Breakingviews: French cloud IPO is a bet on EU tech sovereignty

by Breakingviews.

Occasionally the initial public offering market throws up a bargain. Octave Klaba would say that’s the case with OVHcloud, the IT infrastructure company he’s floating in Paris for up to 3.7 billion euros. Yet the shares are only a steal if a push for European technological sovereignty turbocharges its top line.

Like Amazon.com and Microsoft, Klaba’s company sells computing power and storage space to businesses and governments through its 33 data centres. Its IPO price range, unveiled on Tuesday, seems relatively cheap. At the top end, OVHCloud’s enterprise value will be 4.1 billion euros, or 5 times next year’s expected revenue, according to a person familiar with the deal. Companies in the BVP Nasdaq Emerging Cloud Index on average trade at 16 times forward sales.

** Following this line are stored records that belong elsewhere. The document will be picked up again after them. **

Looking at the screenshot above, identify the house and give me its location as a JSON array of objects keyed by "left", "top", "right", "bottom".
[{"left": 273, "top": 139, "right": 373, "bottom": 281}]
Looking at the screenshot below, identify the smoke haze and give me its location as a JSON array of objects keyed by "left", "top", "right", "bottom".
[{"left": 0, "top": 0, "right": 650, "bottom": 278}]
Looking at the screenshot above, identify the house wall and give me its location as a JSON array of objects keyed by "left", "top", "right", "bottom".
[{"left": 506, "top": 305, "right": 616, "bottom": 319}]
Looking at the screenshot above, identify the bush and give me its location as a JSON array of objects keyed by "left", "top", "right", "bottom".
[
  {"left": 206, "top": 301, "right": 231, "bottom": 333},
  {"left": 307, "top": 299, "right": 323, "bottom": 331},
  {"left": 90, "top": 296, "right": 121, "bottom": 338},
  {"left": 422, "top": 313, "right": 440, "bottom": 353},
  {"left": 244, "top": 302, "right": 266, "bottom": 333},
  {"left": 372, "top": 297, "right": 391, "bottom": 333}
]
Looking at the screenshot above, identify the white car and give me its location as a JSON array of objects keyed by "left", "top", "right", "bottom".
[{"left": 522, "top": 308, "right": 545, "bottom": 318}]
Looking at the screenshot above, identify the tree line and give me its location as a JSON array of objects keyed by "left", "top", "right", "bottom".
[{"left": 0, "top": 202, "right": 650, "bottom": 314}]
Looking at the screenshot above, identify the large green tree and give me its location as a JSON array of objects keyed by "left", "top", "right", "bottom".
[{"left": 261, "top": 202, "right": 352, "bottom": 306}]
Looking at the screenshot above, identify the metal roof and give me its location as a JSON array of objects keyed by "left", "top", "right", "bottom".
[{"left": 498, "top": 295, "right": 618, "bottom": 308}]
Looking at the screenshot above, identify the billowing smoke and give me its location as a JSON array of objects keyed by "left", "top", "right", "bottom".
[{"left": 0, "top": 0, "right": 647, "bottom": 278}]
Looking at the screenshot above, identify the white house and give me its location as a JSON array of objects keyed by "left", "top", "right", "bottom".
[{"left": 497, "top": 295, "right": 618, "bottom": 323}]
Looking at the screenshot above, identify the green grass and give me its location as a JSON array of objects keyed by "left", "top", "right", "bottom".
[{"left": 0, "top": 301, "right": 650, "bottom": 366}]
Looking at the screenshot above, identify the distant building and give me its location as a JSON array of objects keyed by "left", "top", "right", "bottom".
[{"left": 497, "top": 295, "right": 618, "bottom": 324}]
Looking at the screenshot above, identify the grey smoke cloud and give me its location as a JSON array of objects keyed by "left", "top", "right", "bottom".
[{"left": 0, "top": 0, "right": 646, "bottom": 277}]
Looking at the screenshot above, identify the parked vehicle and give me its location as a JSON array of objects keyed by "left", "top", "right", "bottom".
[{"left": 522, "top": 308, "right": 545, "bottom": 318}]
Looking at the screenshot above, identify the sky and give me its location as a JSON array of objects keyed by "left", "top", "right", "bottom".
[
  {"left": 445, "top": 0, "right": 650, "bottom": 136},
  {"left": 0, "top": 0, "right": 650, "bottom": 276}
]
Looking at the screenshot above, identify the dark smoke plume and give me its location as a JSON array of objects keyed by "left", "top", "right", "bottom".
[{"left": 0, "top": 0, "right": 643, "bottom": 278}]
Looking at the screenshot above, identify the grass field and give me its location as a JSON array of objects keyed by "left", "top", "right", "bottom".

One explanation for the gap may be Klaba’s tight grip on the company. His family owns 79% of the voting rights and will keep control after the listing, giving new shareholders little say. In 2020 and 2021, OVHcloud sold three businesses to groups controlled by Klaba. It also buys metal components and leases land from Klaba family companies, though it says those deals were negotiated on an arms-length basis.

A comparatively sluggish top line also justifies the valuation discount. OVHcloud’s revenue grew at a compound annual rate of 15% between its 2017 and 2020 financial years, compared with 35% to 40% for the wider cloud market over a similar period. That’s largely because it has historically specialised in a slower-growing part of the industry called “private cloud”, where customers rent their own dedicated servers rather than sharing with others.

But a push for greater data sovereignty could tilt things in Klaba’s favour. While U.S. companies like Microsoft and Amazon currently dominate the cloud market, European commissioners such as Thierry Breton are keen to make the bloc more self-sufficient in digital services. Brussels already has stricter privacy laws than the United States and could seek to impose tougher standards on data transfers to America, encouraging European companies to use continental providers like OVHcloud instead. That makes its IPO a cheap way for investors to bet on the decline of globalisation.